FreeBSD thread issues

Andreas Ericsson ae at op5.se
Wed Aug 24 13:21:37 CEST 2005


Christophe Yayon wrote:
> Hi all,
> 
> here is the answer of FreeBSD-hackers list :
> 
> 
> This posting demonstrates a fundamental confusion between thread-safe and
> async-safe.  That is the root of the problem in the communication. 
> Thread-safe functions are a dime a dozen and relatively easy to write. 
> async-safe functions are very rare and much harder to do useful things
> with.  I've tried to explain the difference below using fgets() as an
> example of the difficulties.
> 

Umm... Feels like either me or those guys are missing a third distinction.
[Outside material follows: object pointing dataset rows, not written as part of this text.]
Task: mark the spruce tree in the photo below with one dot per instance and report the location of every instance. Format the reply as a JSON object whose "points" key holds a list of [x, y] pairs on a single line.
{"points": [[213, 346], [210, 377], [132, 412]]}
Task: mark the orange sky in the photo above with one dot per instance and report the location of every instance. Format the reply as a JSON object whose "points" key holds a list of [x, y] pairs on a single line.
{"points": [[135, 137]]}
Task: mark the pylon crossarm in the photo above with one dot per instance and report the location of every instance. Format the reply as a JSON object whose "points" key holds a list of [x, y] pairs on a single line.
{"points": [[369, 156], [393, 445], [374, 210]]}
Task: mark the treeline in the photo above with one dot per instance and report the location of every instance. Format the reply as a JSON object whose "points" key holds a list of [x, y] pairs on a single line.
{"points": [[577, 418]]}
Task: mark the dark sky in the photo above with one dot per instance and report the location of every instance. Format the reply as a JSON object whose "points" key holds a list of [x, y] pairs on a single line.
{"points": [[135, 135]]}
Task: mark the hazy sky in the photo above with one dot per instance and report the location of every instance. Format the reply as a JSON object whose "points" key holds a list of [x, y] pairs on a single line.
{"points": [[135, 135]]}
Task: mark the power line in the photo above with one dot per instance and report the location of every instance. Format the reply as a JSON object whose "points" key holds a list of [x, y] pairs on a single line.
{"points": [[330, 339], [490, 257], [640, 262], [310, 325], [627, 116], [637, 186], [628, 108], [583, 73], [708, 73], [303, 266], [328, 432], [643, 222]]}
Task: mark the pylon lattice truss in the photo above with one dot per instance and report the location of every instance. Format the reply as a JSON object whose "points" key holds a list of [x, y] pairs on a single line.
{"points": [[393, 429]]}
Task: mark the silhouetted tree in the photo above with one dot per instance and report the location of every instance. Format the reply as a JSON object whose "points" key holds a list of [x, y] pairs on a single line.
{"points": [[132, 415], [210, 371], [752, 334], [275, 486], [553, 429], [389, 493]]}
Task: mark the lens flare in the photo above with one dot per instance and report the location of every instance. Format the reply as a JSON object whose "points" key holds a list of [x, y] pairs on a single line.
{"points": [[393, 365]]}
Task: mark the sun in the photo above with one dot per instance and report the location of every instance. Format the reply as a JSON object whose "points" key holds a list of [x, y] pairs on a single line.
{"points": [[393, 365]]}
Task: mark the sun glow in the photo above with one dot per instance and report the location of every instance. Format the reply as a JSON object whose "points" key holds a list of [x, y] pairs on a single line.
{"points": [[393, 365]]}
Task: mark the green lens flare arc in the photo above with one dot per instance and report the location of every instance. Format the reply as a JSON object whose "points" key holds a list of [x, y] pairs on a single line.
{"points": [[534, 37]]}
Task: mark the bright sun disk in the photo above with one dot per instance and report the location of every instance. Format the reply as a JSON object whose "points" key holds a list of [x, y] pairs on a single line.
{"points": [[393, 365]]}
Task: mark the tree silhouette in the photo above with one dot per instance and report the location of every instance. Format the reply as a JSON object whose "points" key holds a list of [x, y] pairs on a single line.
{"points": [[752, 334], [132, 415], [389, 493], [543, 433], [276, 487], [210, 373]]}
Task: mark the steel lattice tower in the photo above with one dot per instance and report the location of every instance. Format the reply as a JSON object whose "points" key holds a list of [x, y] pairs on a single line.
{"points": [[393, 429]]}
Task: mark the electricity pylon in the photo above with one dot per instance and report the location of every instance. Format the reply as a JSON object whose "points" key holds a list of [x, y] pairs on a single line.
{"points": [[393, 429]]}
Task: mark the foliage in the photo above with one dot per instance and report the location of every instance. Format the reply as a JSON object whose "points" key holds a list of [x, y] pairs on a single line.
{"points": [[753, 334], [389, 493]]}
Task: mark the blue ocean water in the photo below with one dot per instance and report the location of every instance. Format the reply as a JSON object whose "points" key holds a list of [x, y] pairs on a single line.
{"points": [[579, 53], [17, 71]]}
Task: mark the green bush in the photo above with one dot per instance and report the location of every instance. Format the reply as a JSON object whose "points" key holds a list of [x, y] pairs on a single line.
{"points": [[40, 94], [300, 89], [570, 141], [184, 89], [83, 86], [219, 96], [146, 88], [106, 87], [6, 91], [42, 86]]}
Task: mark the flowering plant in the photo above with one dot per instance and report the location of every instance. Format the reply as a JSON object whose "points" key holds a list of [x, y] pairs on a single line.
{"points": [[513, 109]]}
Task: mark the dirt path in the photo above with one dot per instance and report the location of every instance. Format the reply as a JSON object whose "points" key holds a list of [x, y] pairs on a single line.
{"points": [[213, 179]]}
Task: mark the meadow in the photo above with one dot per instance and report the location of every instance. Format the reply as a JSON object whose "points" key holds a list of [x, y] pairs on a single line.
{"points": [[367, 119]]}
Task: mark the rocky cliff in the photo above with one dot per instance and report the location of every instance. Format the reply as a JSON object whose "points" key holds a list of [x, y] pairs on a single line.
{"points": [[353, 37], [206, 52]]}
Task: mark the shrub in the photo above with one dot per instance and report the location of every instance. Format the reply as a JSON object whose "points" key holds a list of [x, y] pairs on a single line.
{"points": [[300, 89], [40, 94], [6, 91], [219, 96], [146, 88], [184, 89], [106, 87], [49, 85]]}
* thread-safe; function is guaranteed not to modify global state which 
other threads depend on (fgets(), f.e.)

* async-safe (async-IO-safe, really); function is guaranteed not to 
block or mess up in IO due to other threads (read(), write() et al. 
fgets isn't in here when I come to think of it, because if you fgets() 
in two separate threads on the same FILE* pointer you'll end up with 
undefined behaviour).

* async-signal-safe; function is guaranteed to only modify parameters it 
has been passed and may be re-entered any number of times at any point 
of execution.

Given that fork() itself is listed in the table of async-signal-safe 
functions I interpret this as thread-safe functions being enough in the 
child, provided that it won't read or write to FILE* pointers that were 
open prior to the fork() call (or any other such thing that might occur).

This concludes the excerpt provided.